H2-Industries' technology needs a minimum of 1,000 tonnes per hour of waste to be economical, he said.

"Below that, waste separation is expensive compared to the output. Let's say, up from one million tonnes per year, the costs are linear…. So, if it is 4 million tonnes or 8 million tonnes…. the costs are linear but below it's not…. because you have overheads."

On the other hand, processing sludge is comparatively less economical as "there are not many hydrocarbons in sludge which means there's not much hydrogen to take out…but in a mixed calculation, it doesn't matter."

H2-Industries would be the Engineering, Procurement, and Construction (EPC) contractor for its waste-to-hydrogen projects, including carbon capture for the process plant and storage for the photovoltaic plant.

Competitive production

According to Stusch, the company's projects in Egypt and Oman could produce green hydrogen at the cost of $2-$3 per kilogramme (kg) by 2026 and less than $1 per kg by 2030 since both projects are based on the components supplied by the company with same production costs. 

Hydrogen produced using renewable electricity would cost $3-$8 per kg, according to estimates published by International Energy Agency (IEA) in its 2021 Global Hydrogen Review 2021. 

Explaining the benefits of LOHC, he said 57 kilogrammes of hydrogen could be stored in one cubic metre of LOHC, making it space-efficient. Moreover, the hydrogen can be stored for years in LOHC, while batteries are cost-effective only for a short period, in the range of 1-to-3-hours. 

Since LOHC behaves like oil under normal pressure and temperature, it could be transported using existing infrastructure.

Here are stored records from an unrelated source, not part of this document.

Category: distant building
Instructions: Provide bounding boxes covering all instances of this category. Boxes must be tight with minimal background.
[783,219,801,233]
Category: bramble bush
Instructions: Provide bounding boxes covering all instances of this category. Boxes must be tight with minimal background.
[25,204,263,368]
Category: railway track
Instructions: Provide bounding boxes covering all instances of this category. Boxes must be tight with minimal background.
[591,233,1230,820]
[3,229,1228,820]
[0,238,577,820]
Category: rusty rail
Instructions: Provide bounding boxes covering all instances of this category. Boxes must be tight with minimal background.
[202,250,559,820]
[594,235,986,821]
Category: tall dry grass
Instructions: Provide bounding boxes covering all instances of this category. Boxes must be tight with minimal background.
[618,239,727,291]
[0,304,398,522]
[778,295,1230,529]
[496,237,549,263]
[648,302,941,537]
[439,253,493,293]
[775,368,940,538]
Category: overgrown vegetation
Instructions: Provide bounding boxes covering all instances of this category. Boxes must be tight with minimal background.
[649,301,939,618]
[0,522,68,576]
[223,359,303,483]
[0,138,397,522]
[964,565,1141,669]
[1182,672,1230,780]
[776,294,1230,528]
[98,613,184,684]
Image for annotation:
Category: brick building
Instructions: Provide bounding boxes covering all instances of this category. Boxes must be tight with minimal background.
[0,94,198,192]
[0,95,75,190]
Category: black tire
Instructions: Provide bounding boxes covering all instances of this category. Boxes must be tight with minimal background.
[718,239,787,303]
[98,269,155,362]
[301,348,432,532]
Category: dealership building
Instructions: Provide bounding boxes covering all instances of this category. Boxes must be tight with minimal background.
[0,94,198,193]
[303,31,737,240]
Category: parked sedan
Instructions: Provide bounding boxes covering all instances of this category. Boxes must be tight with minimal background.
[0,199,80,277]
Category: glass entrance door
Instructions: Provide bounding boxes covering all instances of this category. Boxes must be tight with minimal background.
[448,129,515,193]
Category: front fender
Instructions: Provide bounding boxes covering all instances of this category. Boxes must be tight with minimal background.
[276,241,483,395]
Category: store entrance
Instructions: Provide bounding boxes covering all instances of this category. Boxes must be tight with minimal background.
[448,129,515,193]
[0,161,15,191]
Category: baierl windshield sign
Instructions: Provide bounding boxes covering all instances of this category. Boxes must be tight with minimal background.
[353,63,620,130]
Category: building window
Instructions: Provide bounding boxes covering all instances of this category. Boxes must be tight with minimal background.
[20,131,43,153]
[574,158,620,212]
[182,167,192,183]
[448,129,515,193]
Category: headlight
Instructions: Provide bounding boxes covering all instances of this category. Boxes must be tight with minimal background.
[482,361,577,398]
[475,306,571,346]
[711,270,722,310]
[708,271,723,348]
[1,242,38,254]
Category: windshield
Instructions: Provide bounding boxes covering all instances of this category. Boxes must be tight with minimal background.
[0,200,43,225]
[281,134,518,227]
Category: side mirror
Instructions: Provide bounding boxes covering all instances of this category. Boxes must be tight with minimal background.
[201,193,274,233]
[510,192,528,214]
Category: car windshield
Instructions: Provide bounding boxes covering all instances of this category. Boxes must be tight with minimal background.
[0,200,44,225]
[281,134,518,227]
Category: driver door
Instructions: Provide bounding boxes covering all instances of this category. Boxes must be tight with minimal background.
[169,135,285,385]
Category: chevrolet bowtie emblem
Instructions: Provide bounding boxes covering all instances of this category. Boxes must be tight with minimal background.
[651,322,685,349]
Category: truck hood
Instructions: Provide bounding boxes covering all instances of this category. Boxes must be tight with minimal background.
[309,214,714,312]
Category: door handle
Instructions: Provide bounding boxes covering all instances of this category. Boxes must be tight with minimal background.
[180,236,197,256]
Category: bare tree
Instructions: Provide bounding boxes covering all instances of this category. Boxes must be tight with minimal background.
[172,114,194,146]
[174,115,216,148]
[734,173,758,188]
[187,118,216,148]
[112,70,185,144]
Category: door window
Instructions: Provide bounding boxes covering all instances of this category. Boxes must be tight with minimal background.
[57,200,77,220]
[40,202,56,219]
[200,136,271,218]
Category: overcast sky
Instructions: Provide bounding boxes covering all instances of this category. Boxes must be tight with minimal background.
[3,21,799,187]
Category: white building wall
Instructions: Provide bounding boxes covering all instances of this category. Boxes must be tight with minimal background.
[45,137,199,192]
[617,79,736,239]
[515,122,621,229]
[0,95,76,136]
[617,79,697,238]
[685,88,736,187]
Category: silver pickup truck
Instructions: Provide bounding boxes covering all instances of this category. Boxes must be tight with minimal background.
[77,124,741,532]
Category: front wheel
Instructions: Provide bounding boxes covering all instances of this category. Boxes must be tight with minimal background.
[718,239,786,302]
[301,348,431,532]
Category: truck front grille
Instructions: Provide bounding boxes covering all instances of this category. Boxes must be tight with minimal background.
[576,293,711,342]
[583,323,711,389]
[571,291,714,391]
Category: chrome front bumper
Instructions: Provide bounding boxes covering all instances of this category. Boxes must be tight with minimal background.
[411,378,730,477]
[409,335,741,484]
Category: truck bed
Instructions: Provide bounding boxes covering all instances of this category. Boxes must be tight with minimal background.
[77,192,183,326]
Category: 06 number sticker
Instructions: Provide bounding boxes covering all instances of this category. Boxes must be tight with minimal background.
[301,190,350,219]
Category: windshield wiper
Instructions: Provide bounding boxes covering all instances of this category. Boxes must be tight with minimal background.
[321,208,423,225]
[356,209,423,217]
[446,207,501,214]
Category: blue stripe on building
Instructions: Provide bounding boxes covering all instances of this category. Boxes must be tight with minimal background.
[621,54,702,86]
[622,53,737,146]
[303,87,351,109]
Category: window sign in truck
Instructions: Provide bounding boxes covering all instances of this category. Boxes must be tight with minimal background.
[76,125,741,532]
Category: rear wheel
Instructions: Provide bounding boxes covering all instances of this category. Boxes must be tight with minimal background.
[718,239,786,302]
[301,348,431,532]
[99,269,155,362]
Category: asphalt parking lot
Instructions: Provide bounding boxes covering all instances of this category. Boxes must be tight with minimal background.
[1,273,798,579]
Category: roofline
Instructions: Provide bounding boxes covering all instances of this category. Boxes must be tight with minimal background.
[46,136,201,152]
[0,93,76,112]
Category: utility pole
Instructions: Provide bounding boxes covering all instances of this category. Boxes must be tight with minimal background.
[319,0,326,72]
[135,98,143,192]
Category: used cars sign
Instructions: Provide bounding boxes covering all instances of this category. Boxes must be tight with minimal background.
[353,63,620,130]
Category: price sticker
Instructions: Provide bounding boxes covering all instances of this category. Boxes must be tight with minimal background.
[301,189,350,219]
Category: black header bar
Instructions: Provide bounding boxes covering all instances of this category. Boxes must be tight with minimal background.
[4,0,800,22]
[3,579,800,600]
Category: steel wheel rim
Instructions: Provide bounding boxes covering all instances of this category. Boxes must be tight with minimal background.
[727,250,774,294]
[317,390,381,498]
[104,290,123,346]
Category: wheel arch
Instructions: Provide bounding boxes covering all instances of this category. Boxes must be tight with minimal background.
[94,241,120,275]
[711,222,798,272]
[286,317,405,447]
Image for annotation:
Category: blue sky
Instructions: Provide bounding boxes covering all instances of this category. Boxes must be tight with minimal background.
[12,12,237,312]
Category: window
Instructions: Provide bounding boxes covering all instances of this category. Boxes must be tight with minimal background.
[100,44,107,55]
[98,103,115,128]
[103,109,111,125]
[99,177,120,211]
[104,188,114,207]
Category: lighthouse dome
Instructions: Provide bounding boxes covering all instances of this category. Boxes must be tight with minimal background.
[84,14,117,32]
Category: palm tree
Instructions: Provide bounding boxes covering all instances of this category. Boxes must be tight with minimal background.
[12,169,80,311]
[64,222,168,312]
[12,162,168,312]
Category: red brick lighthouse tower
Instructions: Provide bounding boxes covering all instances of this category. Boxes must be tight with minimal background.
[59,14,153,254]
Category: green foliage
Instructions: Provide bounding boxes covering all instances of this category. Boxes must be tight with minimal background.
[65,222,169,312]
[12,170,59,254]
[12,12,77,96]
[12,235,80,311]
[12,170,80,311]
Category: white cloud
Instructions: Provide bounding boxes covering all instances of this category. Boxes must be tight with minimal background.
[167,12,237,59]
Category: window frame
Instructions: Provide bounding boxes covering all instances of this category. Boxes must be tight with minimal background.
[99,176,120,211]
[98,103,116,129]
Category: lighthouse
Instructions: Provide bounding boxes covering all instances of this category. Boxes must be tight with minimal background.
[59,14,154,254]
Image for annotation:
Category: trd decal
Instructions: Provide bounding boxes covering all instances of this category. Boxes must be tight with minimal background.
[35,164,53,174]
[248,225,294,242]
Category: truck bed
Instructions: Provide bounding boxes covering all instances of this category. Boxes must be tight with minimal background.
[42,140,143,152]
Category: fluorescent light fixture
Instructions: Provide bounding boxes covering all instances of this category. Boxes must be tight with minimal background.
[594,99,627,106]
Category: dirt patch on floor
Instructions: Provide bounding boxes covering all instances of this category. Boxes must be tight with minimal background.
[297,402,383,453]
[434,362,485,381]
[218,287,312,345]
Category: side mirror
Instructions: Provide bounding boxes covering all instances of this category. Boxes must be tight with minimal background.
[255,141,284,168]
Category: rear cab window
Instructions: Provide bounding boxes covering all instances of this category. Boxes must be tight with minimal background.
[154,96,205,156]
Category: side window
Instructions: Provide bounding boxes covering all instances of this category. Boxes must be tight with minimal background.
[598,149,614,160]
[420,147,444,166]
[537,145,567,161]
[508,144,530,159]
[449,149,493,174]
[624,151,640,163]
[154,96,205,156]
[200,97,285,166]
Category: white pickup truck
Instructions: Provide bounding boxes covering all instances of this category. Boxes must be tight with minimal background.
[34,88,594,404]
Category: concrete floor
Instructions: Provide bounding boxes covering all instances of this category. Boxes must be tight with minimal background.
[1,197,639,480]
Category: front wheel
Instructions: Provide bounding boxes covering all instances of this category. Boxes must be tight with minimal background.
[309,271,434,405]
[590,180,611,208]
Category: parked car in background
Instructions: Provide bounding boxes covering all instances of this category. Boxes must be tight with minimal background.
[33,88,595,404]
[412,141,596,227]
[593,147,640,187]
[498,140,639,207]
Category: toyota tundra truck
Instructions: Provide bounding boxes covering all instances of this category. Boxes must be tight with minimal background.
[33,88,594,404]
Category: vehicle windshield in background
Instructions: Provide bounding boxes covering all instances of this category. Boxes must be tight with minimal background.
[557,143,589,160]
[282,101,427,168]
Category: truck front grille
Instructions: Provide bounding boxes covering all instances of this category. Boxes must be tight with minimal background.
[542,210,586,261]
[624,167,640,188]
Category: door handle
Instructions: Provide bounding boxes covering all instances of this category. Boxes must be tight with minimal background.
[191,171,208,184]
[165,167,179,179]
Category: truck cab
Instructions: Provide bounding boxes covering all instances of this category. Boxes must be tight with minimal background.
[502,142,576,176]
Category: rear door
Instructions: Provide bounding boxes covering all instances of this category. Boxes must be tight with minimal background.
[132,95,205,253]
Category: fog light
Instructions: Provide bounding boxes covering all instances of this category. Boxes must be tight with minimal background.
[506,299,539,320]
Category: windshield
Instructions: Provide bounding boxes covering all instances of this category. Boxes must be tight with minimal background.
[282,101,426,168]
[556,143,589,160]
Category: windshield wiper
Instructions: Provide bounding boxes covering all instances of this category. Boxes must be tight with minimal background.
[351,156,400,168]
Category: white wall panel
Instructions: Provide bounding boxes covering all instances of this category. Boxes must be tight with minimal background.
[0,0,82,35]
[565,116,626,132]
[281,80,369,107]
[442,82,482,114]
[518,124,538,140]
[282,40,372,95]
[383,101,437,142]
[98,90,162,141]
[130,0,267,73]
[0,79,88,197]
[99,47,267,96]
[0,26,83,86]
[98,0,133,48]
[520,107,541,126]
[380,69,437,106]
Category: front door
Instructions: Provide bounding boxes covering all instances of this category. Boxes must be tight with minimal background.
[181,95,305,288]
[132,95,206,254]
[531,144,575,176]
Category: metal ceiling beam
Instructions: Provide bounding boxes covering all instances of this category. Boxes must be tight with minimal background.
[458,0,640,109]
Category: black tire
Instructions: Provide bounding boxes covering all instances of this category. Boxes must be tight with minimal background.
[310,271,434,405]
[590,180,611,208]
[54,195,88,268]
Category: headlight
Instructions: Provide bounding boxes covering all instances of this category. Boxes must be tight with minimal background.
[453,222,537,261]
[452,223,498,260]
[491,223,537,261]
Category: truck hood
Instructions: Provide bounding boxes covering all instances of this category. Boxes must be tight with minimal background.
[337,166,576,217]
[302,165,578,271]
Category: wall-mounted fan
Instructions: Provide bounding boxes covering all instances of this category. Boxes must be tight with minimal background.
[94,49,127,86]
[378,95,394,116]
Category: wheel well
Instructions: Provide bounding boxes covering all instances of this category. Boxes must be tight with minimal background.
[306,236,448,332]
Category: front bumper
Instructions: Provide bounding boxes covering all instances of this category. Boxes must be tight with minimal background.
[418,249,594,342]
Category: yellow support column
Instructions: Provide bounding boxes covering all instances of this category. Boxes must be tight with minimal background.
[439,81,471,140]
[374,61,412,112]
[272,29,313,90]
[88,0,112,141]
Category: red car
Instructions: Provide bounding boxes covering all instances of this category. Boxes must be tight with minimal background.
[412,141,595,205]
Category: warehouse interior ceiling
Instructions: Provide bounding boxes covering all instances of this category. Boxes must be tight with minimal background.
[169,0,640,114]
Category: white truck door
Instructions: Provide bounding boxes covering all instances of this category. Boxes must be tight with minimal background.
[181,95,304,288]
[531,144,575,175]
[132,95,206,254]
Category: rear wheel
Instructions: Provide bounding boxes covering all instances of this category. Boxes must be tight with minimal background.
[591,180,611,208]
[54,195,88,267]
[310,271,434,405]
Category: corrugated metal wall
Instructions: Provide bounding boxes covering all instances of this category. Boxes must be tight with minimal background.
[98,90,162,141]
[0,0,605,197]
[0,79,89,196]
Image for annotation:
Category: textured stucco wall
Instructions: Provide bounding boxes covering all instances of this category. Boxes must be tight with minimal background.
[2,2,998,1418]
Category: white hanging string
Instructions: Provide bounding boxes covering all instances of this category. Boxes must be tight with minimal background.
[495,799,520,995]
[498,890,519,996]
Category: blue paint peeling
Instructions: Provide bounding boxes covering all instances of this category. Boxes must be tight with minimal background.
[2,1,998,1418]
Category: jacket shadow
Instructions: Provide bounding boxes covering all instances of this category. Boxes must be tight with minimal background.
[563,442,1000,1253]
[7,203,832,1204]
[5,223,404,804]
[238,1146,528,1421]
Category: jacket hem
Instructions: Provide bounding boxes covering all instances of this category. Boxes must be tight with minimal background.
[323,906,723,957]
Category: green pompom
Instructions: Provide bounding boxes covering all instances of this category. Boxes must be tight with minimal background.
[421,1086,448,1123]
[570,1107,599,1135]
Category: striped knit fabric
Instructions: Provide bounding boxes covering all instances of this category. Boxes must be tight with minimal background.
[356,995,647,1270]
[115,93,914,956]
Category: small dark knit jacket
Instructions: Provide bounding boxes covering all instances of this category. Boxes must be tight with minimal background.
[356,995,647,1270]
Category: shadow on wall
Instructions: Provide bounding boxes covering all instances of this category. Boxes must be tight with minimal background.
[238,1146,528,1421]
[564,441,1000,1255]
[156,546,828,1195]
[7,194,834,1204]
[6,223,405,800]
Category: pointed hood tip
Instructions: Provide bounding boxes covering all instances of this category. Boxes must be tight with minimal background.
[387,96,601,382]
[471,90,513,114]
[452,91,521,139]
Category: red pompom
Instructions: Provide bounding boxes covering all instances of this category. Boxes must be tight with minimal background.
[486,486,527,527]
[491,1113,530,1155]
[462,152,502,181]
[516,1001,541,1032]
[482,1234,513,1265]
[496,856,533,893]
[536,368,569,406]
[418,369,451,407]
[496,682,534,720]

Stusch explained: "There is no need to freeze LOHC to -253 degrees C as with liquid hydrogen or compress it to 700 bars pressure as with natural gas. It would be transported by ships from East Port-Said, Egypt, while in Oman, we can use existing oil tankers as we are located directly next to a port."

"The unused CO2 could be sold, especially to other synthetic fuel producers. Currently, there's a huge shortage of CO2 for synthetic fuels, and this is very cost-effective." 

He disclosed that the company is also working on offtake deals for the hydrogen and carbon produced by its projects.

"We are talking to many off-takers, especially in Germany and Europe, who need huge amounts of green hydrogen as soon as possible. The demand is coming from the steel, glass, and cement industry for green hydrogen, the shipping industry for e-diesel, and the aviation industries for SAF [Sustainable Aviation Fuels]."

Project updates

Stusch said the feasibility study for the Egypt project is ready.

"We are already in the detailed planning stage. The first phase would be ready by end-2024, the next stage in 2025 and the last stage by the end of 2025....beginning of 2026 when the plant will operate at the full capacity of 300,000 tonnes of hydrogen per year."

He said the project would produce power partly through a 400-metre long and 100-metre-wide rooftop solar plant and partly through waste heat produced during the storing process.

Stusch said the Oman project would be ready in 2025, adding that, unlike its Egyptian counterpart, the project doesn't include a synfuel production component.

"It has not been discussed yet but is an option. It's also not clear if we will be the EPC contractor for the photovoltaic plant because there are other companies. They are two separate projects put together because that was Oman's intention."

He clarified that it "is not yet clear" what the synfuel production volume would be in Egypt's case or whether all the hydrogen produced would be diverted for synfuel. 

He said the funding discussions for the two projects are already ongoing. "We are talking to financial investors worldwide and big development banks, and this will be finalised in the next months."

In both projects, he stressed that there would be local job opportunities around waste collection and construction of the plant and associated infrastructure. 

"We are also planning to work with universities to educate about hydrogen from waste and hydrogen storage technologies," he concluded.